The S-IVB stage J-2 engine operated satisfactorily throughout the first and second firings and had normal start and cutoff transients. The firing time for the first S-IVB firing was 141.5 seconds, 3.8 seconds less than predicted. Approximately 2.6 seconds of the shorter firing time can be attributed to higher than predicted S-IVB performance. The remainder can be attributed to S-IC and S-II stage performances. The specific impulse and engine mixture ratio were near the predicted values.

Abnormal temperatures were noted in the turbine hot gas system between the first S-IVB firing engine cutoff and second firing engine start command. Most noticeable was the fuel turbine inlet temperature. During liquid hydrogen chilldown, this temperature decreased from +130 to -100 F at the time of the second engine start command. The oxidizer turbine inlet temperature also indicated a small decrease. In addition, the fuel turbine inlet temperature indicated an abnormally fast decrease after engine cutoff for the first firing. A possible cause of the decrease in turbine inlet temperature was a small leak past the gas generator fuel inlet valve.

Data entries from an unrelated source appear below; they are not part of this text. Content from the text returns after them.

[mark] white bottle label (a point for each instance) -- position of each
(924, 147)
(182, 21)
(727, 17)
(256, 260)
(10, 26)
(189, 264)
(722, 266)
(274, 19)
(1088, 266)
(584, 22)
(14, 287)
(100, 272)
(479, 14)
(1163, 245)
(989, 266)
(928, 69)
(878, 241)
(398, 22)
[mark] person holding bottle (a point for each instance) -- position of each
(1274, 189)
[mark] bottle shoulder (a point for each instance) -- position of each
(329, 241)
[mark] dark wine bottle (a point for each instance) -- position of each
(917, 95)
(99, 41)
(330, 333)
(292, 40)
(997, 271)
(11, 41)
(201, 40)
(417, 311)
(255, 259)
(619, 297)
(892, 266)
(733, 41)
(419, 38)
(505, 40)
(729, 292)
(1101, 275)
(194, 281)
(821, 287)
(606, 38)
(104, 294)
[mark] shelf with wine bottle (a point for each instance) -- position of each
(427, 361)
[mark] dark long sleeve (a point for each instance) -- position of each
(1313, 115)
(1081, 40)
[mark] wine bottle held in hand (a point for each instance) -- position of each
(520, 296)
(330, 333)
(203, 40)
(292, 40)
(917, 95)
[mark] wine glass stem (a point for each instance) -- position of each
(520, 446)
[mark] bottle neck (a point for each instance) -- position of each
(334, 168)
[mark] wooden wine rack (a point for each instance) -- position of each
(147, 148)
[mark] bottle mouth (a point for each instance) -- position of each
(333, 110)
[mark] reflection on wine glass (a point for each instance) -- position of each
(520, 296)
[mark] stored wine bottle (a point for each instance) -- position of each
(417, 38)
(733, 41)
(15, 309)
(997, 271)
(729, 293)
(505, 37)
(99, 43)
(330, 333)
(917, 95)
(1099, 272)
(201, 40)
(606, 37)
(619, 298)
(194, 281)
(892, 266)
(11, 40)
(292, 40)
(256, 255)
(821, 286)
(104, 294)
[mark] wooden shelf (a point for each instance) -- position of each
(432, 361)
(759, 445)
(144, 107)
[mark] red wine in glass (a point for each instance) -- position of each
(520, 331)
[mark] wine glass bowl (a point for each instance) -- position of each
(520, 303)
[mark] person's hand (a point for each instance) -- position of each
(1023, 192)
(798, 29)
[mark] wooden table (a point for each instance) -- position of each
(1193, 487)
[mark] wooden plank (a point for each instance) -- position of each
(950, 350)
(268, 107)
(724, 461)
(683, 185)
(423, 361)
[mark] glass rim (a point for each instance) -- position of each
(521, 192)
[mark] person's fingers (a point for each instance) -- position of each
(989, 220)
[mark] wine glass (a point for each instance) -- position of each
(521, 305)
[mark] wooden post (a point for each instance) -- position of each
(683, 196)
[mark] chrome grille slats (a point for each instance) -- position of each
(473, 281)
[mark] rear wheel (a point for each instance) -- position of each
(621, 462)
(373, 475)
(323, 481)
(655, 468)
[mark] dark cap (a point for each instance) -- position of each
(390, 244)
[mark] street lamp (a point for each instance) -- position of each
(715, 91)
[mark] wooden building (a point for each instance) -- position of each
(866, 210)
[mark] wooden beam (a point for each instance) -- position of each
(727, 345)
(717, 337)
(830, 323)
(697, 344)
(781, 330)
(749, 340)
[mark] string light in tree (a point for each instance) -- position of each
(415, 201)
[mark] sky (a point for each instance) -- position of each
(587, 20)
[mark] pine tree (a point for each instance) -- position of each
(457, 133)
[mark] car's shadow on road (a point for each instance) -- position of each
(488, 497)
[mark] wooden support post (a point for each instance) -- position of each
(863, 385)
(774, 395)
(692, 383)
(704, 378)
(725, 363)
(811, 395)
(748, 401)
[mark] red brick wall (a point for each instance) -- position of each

The S-IVB firing time for translunar injection was 350.8 seconds. Upon completion of the spacecraft separation, transposition, docking, and extraction operations, the S-IVB evasive maneuver was performed and, subsequently, the vehicle was placed on a trajectory to impact the lunar surface in the vicinity of the Apollo 14 landing site. The S-IVB/instrumentation unit impacted the lunar surface at 1 degree 31 minutes south latitude and 11 degrees 49 minutes west longitude with a velocity of 8455 ft/sec. This impact point is approximately 146 kilometers (79 miles) from the target of 3 degrees 39 minutes south latitude and 7 degrees 35 minutes west longitude. Although the impact location was not within the preferred region, scientific data were obtained from the impact.

The impact point projected from the first auxiliary propulsion system maneuver was perturbed by unplanned attitude control thrusting that occurred to counteract forces resulting from a water leak in the sublimator. Following the second auxiliary propulsion system maneuver, the small and gradually decreasing unbalanced force from the sublimator water leak continued to act for a period of 5 hours and further perturbed the point of impact.

The structural loads experienced during the S-IC boost phase were well below design values. Thrust cutoff transients experienced were similar to those of previous flights. During S-IC stage boost, 4- to 5hertz oscillations were detected beginning at approximately 100 seconds. The maximum amplitude measured at the instrumentation unit was ±0.06g. Oscillations in the 4- to 5-hertz range have been observed on previous flights. The structural loads experienced during the S-IVB stage firings were well below design values.

The guidance and navigation system provided satisfactory end conditions for the earth parking orbit and translunar injection. The control system was different from that of Apollo 14 because of redesigned filters and a revised gain schedule. These changes were made to stabilize structural dynamics caused by vehicle mass and structural changes and to improve wind and engine-out characteristics.

The launch vehicle electrical systems and emergency detection system performed satisfactorily throughout all phases of flight. Operation of the batteries, power supplies, inverters, exploding bridge wire firing units, and switch selectors was normal. Vehicle pressure and thermal environments in general were similar to those experienced on earlier flights. The environmental control system performance was satisfactory. All data systems performed satisfactorily through the flight.

More details of the launch vehicle operation and performance are given in reference 1.